Dismiss Notice
Join Physics Forums Today!
The friendliest, high quality science and math community on the planet! Everyone who loves science is here!

What is the best approach for extracting sentences from a text?

  1. Dec 10, 2013 #1
    I can't think of an elegant way to do it, and yet I need to, somehow.

    If you have a period followed by a space, then you know you're at the end of a sentence. Same with a period followed by a quotation marks (in the American way of writing. In the British way, they keep the quotation marks inside the periods). But wait ..... I just realized something else. If you have a name like E.B. White, that'll get cut off. D'oh! It gets more complicated when someone encloses multiple consecutive sentences in parentheses.

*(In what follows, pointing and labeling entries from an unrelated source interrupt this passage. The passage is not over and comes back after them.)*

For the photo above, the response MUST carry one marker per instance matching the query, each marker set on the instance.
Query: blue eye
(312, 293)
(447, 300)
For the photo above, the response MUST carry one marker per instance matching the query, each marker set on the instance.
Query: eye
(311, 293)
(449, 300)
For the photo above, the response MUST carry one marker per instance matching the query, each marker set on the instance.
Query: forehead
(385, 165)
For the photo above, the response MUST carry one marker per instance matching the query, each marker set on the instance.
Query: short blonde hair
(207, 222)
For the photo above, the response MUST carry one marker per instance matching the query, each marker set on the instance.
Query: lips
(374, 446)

    Is this futile? I might have to go about my plagiarism detection program by another means. Looking for highly correlative sentences between texts cannot possibly work unless there's a good way of finding sentences.
  2. jcsd
  3. Dec 10, 2013 #2


    User Avatar
    Gold Member

    Why do you need to worry about full sentences? Surely there are other approaches. For example, break text up into strings that each end, say, 5 characters in FRONT of a period, discard the next 10 characters and then start the next string. Surely something even that simple would catch most high correlations.
  4. Dec 10, 2013 #3
    Because people think in terms of sentences. That's how we separate our thoughts. By the way, my program catches if a plagiarist tried to combine or split sentences in an effort to distance his writing from the copied text.

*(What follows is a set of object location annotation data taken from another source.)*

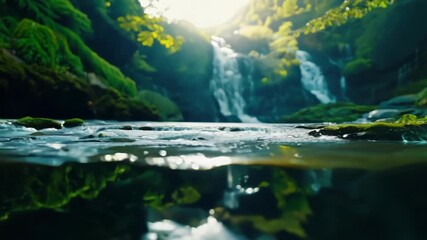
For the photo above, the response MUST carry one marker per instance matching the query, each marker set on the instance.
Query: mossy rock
(336, 112)
(73, 122)
(38, 123)
(422, 98)
(167, 109)
(407, 128)
(358, 66)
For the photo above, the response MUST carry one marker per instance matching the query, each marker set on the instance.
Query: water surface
(146, 180)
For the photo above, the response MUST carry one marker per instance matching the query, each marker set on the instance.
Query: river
(150, 180)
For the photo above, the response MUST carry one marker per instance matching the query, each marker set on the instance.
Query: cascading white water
(346, 56)
(227, 82)
(312, 78)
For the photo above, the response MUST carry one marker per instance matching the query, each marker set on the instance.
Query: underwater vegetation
(408, 128)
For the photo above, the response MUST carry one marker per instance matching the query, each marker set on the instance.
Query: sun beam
(201, 13)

    Hmmm ... Not a bad idea.
  5. Dec 10, 2013 #4


    User Avatar
    Science Advisor
    Homework Helper

    If plagiarists are going to combine or break up "sentences" to hide their activity, looking for "sentences" is the wrong strategy anyway.

    Why not just look for matching character strings. e.g. fairly short strings that occur rarely in the allegedly plagiarized text?

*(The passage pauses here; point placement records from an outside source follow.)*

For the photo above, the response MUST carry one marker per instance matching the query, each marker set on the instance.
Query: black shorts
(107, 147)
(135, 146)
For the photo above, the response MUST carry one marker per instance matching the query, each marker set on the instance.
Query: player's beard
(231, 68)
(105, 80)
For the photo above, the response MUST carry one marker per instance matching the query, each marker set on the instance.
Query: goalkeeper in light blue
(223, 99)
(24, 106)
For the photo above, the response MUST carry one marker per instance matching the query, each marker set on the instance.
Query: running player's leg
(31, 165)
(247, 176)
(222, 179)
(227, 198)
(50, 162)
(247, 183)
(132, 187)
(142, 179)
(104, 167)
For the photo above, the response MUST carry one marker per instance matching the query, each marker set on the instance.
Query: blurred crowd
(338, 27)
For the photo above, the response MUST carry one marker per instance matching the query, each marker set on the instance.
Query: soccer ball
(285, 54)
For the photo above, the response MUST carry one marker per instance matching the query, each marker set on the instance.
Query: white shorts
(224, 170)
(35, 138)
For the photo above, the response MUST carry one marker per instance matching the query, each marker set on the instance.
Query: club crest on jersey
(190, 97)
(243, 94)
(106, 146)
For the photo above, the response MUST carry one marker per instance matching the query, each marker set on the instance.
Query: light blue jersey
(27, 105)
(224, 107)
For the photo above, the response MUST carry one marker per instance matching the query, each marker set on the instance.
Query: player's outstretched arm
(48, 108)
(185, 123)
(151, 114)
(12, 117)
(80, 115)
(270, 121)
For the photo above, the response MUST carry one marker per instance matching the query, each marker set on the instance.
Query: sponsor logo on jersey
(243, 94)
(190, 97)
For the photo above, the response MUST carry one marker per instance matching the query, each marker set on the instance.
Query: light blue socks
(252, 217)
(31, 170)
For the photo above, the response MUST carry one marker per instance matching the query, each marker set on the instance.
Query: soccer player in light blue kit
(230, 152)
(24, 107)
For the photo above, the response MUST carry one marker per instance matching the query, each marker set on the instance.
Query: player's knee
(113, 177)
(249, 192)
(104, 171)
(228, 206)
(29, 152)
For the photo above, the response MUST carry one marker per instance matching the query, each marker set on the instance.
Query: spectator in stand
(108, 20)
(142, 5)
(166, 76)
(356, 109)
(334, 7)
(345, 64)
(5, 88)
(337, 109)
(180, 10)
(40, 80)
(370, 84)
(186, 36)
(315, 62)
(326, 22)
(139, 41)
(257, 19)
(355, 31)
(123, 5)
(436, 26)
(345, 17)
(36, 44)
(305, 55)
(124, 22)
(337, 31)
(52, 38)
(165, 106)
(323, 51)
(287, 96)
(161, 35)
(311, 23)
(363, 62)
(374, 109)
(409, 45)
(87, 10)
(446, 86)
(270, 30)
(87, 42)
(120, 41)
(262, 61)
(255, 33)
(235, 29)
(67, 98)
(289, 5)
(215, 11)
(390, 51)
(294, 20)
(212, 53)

    I once wrote some software to do "industrial archeology" on different versions of computer software that worked like that. Hunting down matching occurrences of strings like "i = 0" was a waste of time, but there were plenty of unique text strings to match up, without "knowing" anything about the programming language syntax or what the code was supposed to be doing. I don't think I used any knowledge about the language syntax except to ignore all white space, regardless of whether or not it was significant.
  6. Dec 10, 2013 #5
    I'm looking at the percentage of words shared in common between pairs of sentences. The percentage is calculated on the size of the smaller sentence (so there will be a 100% match if one sentence is contained in another). If S and T are the sets of words in two sentences, then I'm looking at

    (number of elements in smaller{S,T} that are contained in larger{S,T}) / sizeof(smaller{S,T})
  7. Dec 10, 2013 #6

    jim mcnamara

    User Avatar

    Staff: Mentor

    Detecting plagiarism usually starts with breaking text into words, doing word counts, and looking for phrases that have the same Levenshtein distances.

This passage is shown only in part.